第36話 新人たちの暴走と、完璧執事の胃痛
オルステッド公爵家に、個性豊かすぎる四人の新しい使用人が加わってから、数日が過ぎた。
元・宮廷料理人のジャン、元・男爵令嬢の掃除屋リリィ、元・冒険者の庭師ガイル、そして引退した老魔術師マーリン。
彼らは全員、物の声が聞こえる私のお墨付きで採用された、物への愛に溢れるスペシャリストたちだ。彼らの加入により、慢性的な人手不足だった我が家は劇的に改善され、これからは優雅なスローライフが待っている……はずだった。
確かに、城は活気に満ちていた。
厨房からは食欲をそそる良い香りが絶えず漂い、廊下は大理石の本来の輝きを取り戻して鏡のように磨き上げられ、庭には季節を先取りした色とりどりの花が咲き誇っている。

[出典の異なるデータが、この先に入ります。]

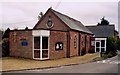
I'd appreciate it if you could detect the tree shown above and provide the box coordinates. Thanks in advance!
[106,37,117,56]
[38,12,43,20]
[101,17,109,25]
[2,28,10,56]
[97,17,109,25]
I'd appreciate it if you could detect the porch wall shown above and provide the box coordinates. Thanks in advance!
[9,30,33,59]
[49,31,67,59]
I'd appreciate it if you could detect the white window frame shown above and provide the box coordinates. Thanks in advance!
[32,30,50,60]
[95,38,107,52]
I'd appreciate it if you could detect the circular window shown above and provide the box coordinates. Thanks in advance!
[47,21,53,28]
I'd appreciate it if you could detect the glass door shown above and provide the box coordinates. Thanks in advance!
[95,41,101,52]
[33,36,41,59]
[42,36,49,59]
[33,36,49,60]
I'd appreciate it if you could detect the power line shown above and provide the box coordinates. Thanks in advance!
[2,19,36,25]
[55,0,62,9]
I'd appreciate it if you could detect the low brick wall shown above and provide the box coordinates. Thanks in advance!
[10,31,33,59]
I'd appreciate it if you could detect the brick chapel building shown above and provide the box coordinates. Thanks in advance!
[10,8,93,60]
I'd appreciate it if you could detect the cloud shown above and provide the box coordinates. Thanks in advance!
[0,1,118,29]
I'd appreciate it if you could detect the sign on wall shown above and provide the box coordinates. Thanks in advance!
[55,42,63,50]
[20,39,28,46]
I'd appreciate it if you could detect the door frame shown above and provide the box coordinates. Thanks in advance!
[33,36,50,60]
[32,30,50,60]
[95,37,107,52]
[95,40,101,52]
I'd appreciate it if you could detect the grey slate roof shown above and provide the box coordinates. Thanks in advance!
[52,9,93,34]
[86,25,115,37]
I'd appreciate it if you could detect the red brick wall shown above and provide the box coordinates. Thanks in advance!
[35,12,69,30]
[9,31,33,58]
[70,31,79,56]
[80,33,92,53]
[50,31,67,59]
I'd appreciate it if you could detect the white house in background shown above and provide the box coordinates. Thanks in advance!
[86,18,119,52]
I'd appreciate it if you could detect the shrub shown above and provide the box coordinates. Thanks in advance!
[117,38,120,50]
[81,48,86,56]
[88,48,95,53]
[106,37,117,54]
[2,38,9,57]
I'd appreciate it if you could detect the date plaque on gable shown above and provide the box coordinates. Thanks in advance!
[55,42,63,50]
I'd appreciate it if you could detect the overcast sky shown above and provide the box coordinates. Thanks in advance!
[0,0,118,30]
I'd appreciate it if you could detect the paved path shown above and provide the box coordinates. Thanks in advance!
[7,56,120,73]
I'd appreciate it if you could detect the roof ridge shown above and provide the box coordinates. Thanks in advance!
[49,8,93,34]
[51,9,82,24]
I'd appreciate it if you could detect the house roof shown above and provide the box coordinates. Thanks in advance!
[86,25,115,37]
[51,9,93,34]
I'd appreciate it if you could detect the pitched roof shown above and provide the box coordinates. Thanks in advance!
[50,9,93,34]
[86,25,115,37]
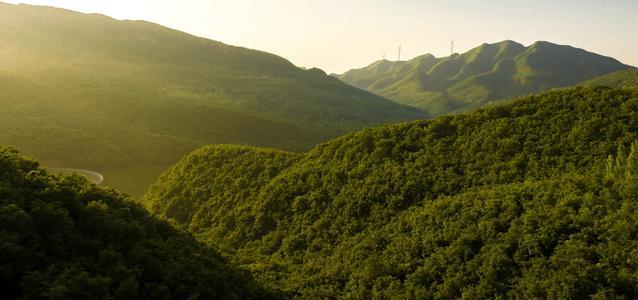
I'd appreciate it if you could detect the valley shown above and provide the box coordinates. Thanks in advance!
[0,0,638,299]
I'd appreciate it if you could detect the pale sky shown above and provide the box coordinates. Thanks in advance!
[5,0,638,73]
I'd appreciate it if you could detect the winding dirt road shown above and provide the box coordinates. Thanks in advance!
[47,168,104,184]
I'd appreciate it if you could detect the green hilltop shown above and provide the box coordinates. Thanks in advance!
[337,41,632,115]
[141,88,638,299]
[0,147,271,299]
[0,3,426,196]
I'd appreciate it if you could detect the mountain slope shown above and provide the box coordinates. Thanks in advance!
[582,70,638,88]
[142,88,638,299]
[0,3,425,195]
[338,41,631,115]
[0,147,268,299]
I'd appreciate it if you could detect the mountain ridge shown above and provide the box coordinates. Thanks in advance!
[0,4,428,195]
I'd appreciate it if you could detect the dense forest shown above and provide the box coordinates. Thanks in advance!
[142,88,638,299]
[582,69,638,88]
[0,147,273,299]
[337,40,633,115]
[0,2,427,195]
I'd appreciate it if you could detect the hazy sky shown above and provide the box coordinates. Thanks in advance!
[5,0,638,73]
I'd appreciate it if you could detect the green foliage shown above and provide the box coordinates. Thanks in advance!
[0,148,268,299]
[0,3,426,192]
[338,41,631,115]
[582,69,638,88]
[143,88,638,299]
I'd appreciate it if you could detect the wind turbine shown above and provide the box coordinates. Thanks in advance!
[450,40,454,56]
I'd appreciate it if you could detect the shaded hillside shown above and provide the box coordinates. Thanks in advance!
[582,69,638,88]
[0,3,425,170]
[338,41,631,115]
[0,147,268,299]
[142,88,638,299]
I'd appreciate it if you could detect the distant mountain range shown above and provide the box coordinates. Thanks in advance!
[336,41,633,115]
[582,69,638,88]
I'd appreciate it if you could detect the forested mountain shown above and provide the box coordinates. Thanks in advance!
[0,3,426,195]
[142,88,638,299]
[582,69,638,88]
[0,147,270,299]
[337,41,632,115]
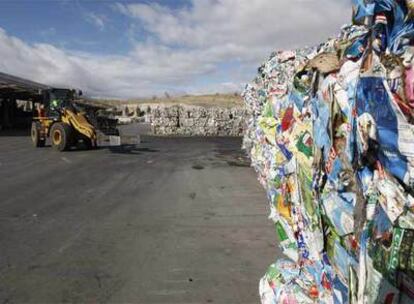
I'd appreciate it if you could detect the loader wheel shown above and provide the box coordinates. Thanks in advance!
[30,122,46,148]
[50,122,73,151]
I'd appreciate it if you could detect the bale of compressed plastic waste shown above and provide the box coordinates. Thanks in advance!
[243,0,414,303]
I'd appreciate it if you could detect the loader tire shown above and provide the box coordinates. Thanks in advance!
[30,121,46,148]
[50,122,74,151]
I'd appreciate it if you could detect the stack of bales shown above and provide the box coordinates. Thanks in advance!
[244,0,414,303]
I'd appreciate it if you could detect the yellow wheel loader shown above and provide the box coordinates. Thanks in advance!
[31,89,119,151]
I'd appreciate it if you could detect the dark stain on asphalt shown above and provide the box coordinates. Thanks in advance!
[192,164,204,170]
[227,160,250,167]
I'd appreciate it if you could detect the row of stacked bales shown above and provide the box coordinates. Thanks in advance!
[244,0,414,303]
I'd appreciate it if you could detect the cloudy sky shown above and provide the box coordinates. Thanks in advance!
[0,0,351,98]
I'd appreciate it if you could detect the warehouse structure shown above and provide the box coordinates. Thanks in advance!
[0,72,50,130]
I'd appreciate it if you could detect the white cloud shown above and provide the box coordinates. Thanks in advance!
[84,12,107,31]
[0,0,350,98]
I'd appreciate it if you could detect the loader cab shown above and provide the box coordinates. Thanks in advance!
[42,89,75,119]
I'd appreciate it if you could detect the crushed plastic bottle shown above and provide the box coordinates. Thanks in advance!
[243,0,414,303]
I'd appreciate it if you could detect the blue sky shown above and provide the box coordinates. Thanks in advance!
[0,0,351,98]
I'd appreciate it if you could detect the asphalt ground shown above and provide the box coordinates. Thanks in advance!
[0,133,280,304]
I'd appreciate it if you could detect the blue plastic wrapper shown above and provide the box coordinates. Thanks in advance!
[243,0,414,304]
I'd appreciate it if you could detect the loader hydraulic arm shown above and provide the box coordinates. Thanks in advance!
[62,109,96,141]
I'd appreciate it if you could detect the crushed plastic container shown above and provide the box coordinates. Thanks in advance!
[243,0,414,303]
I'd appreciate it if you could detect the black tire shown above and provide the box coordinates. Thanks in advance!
[30,121,46,148]
[50,122,74,151]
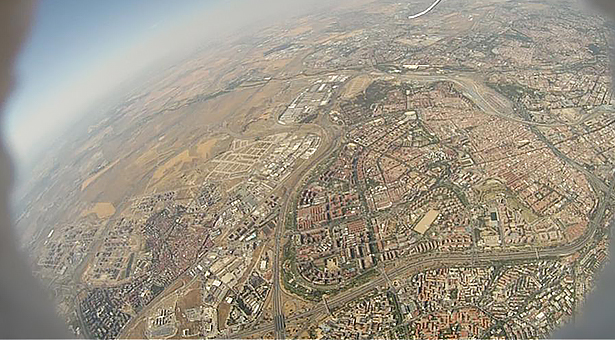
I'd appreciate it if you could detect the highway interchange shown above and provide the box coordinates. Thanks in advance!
[230,71,615,339]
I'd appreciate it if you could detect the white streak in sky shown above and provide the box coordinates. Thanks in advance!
[408,0,442,19]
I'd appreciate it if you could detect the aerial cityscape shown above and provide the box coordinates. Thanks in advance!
[16,0,615,339]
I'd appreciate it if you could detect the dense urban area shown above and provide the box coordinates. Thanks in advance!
[18,0,615,339]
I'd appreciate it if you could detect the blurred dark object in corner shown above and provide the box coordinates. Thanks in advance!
[0,0,70,339]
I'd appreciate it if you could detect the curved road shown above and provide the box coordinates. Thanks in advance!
[231,71,615,339]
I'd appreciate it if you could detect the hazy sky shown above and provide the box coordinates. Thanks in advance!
[4,0,214,165]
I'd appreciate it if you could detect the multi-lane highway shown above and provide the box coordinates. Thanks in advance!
[273,115,340,339]
[232,71,615,339]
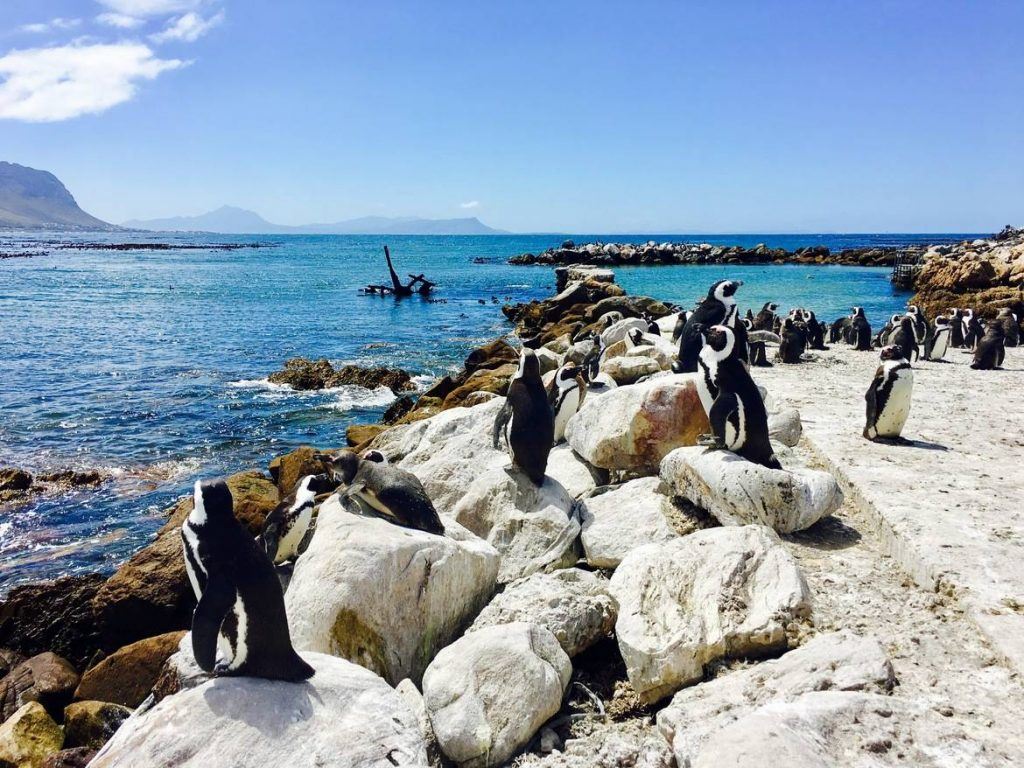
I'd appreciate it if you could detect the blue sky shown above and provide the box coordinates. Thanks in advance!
[0,0,1024,232]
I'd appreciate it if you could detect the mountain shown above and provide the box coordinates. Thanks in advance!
[123,206,503,234]
[0,162,118,230]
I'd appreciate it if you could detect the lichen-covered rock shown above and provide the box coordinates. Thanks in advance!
[470,568,617,657]
[423,623,572,768]
[285,497,499,685]
[91,653,427,768]
[662,447,843,534]
[657,632,895,765]
[565,374,710,474]
[610,525,811,701]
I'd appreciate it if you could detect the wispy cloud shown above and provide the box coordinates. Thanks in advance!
[20,16,82,33]
[150,11,224,43]
[0,42,189,123]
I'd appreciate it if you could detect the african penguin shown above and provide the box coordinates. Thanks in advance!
[492,349,555,485]
[317,450,444,536]
[863,344,913,441]
[181,480,314,682]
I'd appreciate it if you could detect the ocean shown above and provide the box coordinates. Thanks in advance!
[0,232,978,594]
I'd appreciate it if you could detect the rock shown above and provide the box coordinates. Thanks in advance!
[65,701,131,750]
[91,653,427,768]
[657,632,895,765]
[565,374,711,474]
[423,623,572,768]
[75,632,185,708]
[267,357,416,392]
[768,408,804,447]
[0,701,63,768]
[452,467,580,584]
[0,651,78,720]
[580,477,696,568]
[610,525,811,702]
[0,573,105,669]
[662,447,843,534]
[285,497,499,684]
[469,568,617,657]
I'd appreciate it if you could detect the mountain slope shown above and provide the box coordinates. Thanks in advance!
[0,162,117,230]
[123,206,502,234]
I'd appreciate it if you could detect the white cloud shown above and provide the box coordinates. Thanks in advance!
[22,16,82,32]
[96,13,145,30]
[0,42,188,123]
[150,11,224,43]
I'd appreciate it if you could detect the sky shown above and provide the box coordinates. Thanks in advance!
[0,0,1024,233]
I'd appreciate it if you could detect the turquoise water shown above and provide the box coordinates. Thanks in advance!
[0,234,974,592]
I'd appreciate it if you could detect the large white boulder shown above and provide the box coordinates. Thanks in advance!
[657,632,895,766]
[580,477,679,568]
[452,467,580,584]
[662,447,843,534]
[610,525,811,701]
[89,653,428,768]
[469,568,617,656]
[423,623,572,768]
[565,374,710,474]
[285,497,500,685]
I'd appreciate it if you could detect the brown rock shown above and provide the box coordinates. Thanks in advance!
[0,573,104,669]
[65,701,131,750]
[75,632,185,708]
[0,651,78,720]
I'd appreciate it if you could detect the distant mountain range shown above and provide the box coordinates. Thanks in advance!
[0,162,118,231]
[123,206,504,234]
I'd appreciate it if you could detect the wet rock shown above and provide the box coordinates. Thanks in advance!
[423,623,572,768]
[75,632,185,708]
[91,653,427,768]
[285,497,499,684]
[470,568,617,657]
[0,701,63,768]
[662,447,843,534]
[610,525,811,701]
[0,573,104,669]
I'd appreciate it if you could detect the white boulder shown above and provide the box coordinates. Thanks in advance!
[469,568,617,656]
[89,653,428,768]
[662,447,843,534]
[610,525,811,702]
[423,623,572,768]
[285,497,500,685]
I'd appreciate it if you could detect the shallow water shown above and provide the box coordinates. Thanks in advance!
[0,234,973,592]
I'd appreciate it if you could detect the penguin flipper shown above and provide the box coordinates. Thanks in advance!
[191,572,234,672]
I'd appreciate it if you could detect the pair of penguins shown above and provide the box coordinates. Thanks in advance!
[181,451,444,682]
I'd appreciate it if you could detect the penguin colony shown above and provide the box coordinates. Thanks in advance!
[181,280,1020,682]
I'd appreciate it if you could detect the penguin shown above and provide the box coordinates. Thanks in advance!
[181,480,314,682]
[863,346,913,441]
[697,326,782,469]
[889,315,921,361]
[971,323,1007,371]
[548,362,587,444]
[849,306,871,352]
[492,349,555,485]
[673,280,743,374]
[925,314,952,362]
[753,301,778,331]
[315,450,444,536]
[259,474,338,565]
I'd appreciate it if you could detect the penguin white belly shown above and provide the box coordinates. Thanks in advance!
[874,370,913,437]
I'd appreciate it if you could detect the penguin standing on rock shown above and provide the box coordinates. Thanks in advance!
[697,326,782,469]
[492,349,555,485]
[863,344,913,442]
[181,480,314,682]
[673,280,743,374]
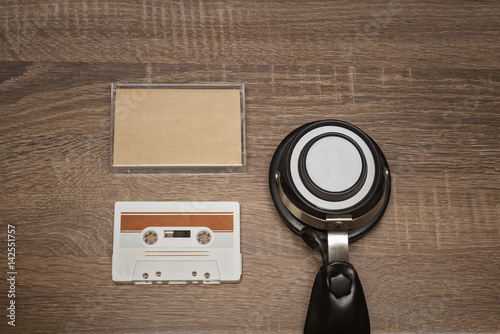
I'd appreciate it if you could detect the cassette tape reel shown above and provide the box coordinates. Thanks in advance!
[113,202,242,284]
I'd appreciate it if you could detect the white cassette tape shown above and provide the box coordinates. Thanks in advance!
[113,202,242,284]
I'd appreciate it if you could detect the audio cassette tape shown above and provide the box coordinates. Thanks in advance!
[112,202,242,284]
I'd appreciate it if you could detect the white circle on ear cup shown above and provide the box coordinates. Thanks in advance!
[306,136,363,192]
[289,125,375,210]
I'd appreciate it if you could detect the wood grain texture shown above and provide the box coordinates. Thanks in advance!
[0,0,500,333]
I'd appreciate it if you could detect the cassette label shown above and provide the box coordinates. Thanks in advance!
[113,202,242,284]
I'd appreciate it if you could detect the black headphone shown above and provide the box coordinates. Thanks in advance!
[269,120,391,334]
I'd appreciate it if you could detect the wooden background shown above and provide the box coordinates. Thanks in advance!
[0,0,500,333]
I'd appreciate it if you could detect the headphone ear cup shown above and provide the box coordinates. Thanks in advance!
[269,120,391,242]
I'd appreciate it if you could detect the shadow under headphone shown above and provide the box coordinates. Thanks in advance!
[269,120,391,334]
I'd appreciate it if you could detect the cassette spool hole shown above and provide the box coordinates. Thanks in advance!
[144,231,158,245]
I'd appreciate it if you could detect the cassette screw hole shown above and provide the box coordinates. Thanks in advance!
[196,231,212,245]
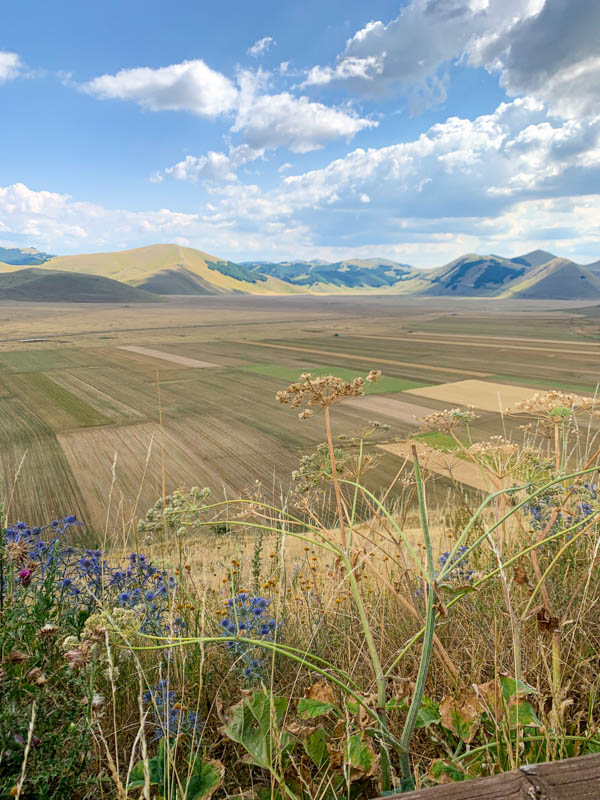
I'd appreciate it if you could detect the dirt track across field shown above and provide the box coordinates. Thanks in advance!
[235,339,492,378]
[378,442,497,492]
[344,395,435,427]
[119,344,220,369]
[360,333,600,356]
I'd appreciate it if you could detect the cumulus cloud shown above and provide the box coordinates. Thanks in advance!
[470,0,600,117]
[81,59,238,119]
[161,144,264,183]
[203,98,600,253]
[5,98,600,265]
[231,70,378,153]
[303,0,600,117]
[248,36,276,58]
[0,50,23,83]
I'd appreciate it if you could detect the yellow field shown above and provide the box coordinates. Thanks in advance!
[406,380,533,413]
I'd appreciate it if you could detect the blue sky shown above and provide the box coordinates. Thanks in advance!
[0,0,600,267]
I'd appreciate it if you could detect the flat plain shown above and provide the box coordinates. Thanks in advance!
[0,295,600,537]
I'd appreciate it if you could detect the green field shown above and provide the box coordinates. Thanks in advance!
[0,290,600,536]
[237,364,430,394]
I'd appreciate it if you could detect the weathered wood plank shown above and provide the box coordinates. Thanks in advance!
[388,754,600,800]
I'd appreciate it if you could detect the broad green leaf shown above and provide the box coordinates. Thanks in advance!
[184,756,225,800]
[127,739,166,789]
[346,733,377,775]
[298,697,335,719]
[415,697,441,728]
[508,700,542,728]
[225,691,295,769]
[304,726,329,769]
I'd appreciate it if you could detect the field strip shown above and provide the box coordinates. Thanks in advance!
[356,333,600,356]
[406,380,535,414]
[377,442,495,492]
[344,395,436,426]
[119,344,221,369]
[407,331,600,347]
[233,339,493,376]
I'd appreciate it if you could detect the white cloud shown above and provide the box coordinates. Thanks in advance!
[248,36,276,58]
[470,0,600,117]
[161,144,264,183]
[80,59,238,119]
[231,71,378,153]
[304,0,564,107]
[301,52,387,86]
[0,50,23,83]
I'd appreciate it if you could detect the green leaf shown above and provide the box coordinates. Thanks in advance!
[415,697,441,728]
[298,697,335,719]
[508,700,542,728]
[225,691,296,769]
[346,733,377,775]
[304,726,329,769]
[500,675,536,703]
[127,739,167,789]
[183,755,225,800]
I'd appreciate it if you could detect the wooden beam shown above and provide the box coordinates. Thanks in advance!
[386,754,600,800]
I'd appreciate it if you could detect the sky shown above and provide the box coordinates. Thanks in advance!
[0,0,600,267]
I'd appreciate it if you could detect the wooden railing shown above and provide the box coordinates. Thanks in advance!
[386,755,600,800]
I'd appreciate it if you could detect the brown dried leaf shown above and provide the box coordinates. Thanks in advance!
[440,689,483,744]
[304,681,336,706]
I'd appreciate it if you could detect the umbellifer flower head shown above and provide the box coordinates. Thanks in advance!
[275,369,381,419]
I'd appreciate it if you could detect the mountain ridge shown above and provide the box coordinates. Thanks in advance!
[0,244,600,299]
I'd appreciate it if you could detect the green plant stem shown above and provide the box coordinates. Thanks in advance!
[400,445,436,792]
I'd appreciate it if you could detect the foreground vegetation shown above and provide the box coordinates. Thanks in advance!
[0,371,600,800]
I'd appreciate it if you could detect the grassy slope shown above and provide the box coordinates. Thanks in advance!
[25,244,294,294]
[0,267,159,303]
[500,258,600,300]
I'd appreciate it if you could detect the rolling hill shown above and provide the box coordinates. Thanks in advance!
[34,244,294,294]
[499,258,600,300]
[423,253,532,297]
[243,258,421,291]
[0,244,600,302]
[0,247,54,267]
[0,267,160,303]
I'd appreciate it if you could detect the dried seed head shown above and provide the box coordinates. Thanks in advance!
[38,622,58,639]
[275,370,380,412]
[6,540,29,566]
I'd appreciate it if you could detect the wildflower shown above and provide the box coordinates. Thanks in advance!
[19,567,33,586]
[6,539,29,564]
[27,667,48,686]
[65,642,91,672]
[38,622,58,639]
[6,650,29,664]
[366,369,381,383]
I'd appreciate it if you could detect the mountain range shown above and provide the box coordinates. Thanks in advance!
[0,244,600,302]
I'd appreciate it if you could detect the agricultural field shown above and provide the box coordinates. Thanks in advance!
[0,296,600,539]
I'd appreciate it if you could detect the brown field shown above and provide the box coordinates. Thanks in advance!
[0,296,600,534]
[379,442,497,492]
[119,344,220,369]
[406,380,544,413]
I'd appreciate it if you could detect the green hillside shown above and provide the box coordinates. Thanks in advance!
[0,267,160,303]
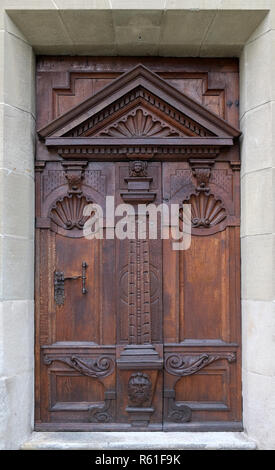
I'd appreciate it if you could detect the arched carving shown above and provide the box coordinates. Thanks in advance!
[50,193,91,230]
[184,192,227,228]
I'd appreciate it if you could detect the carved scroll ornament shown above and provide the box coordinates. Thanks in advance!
[165,353,236,377]
[44,354,115,378]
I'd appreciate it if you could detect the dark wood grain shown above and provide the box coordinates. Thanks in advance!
[35,56,242,431]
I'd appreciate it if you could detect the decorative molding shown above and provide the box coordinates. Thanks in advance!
[128,372,152,407]
[38,65,240,139]
[128,239,152,344]
[95,106,182,137]
[46,138,225,161]
[44,353,115,378]
[64,87,214,137]
[164,352,236,377]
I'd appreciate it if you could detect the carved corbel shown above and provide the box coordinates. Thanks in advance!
[189,159,215,193]
[62,161,88,194]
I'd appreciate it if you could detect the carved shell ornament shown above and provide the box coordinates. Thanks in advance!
[50,194,91,230]
[98,108,180,137]
[184,191,227,228]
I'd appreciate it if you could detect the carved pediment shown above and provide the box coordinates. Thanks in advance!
[38,65,240,161]
[66,101,213,138]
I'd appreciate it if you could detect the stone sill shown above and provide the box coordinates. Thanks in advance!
[21,432,257,450]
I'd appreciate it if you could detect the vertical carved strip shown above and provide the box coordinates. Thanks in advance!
[141,240,152,344]
[128,240,137,344]
[128,240,151,344]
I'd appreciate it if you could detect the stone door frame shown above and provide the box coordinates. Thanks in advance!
[0,0,275,448]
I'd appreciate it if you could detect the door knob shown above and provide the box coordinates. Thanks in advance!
[54,261,88,305]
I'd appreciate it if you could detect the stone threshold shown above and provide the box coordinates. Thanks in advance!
[21,432,257,450]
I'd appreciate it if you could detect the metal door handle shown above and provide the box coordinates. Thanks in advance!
[54,261,88,305]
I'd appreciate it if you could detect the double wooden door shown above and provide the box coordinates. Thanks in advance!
[36,57,241,431]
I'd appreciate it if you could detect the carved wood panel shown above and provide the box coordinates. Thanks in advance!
[36,57,241,431]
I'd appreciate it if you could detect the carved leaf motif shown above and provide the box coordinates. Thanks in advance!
[165,353,236,376]
[184,192,227,228]
[44,355,115,377]
[50,194,89,230]
[98,108,181,137]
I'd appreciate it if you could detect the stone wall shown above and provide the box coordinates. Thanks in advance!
[0,0,275,449]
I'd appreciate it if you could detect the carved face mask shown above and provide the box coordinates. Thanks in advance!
[128,372,152,405]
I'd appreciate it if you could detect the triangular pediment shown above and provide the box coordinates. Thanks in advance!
[38,65,240,145]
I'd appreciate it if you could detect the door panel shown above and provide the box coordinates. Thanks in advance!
[163,162,241,429]
[35,57,242,431]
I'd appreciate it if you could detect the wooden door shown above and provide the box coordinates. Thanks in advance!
[35,57,242,431]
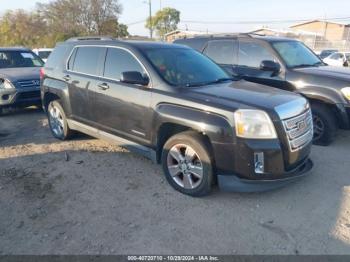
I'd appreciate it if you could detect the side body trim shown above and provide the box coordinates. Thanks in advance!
[67,119,157,163]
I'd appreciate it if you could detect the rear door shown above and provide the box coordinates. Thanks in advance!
[94,47,152,143]
[203,39,238,75]
[237,39,287,89]
[64,46,107,124]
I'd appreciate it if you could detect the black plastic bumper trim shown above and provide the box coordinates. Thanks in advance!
[217,159,313,193]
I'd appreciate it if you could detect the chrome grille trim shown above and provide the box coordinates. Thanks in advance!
[18,79,40,88]
[282,109,313,152]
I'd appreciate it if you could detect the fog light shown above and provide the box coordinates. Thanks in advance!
[254,152,265,174]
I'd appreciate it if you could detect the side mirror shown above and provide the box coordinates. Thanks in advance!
[260,60,281,74]
[120,71,149,86]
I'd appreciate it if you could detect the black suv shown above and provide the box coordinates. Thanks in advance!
[0,47,44,115]
[41,38,312,196]
[174,34,350,145]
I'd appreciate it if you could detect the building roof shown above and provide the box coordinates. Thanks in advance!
[248,27,322,36]
[290,19,350,28]
[165,29,207,36]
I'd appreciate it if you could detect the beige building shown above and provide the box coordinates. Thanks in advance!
[290,20,350,42]
[164,30,207,42]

一見、全てが順調に回っているように見える。……そう、あくまで「一見すると」だが。
◇
ある日の朝。
私は、執事のセバスチャンと共に、城内の定例巡回をしていた。セバスチャンは過労による療養から復帰したばかりだが、その表情は以前より少しやつれているように見える。完璧に整えられた白髪交じりの髪が心なしか元気がなく、目の下にはコンシーラーでも隠しきれない薄っすらとしたクマができていた。
「……セバスチャンさん? 顔色が優れませんが、本当に大丈夫ですか? まだ本調子ではないのでは?」
私が心配して声をかけると、彼はビクリと肩を震わせ、張り付いたような笑みを浮かべた。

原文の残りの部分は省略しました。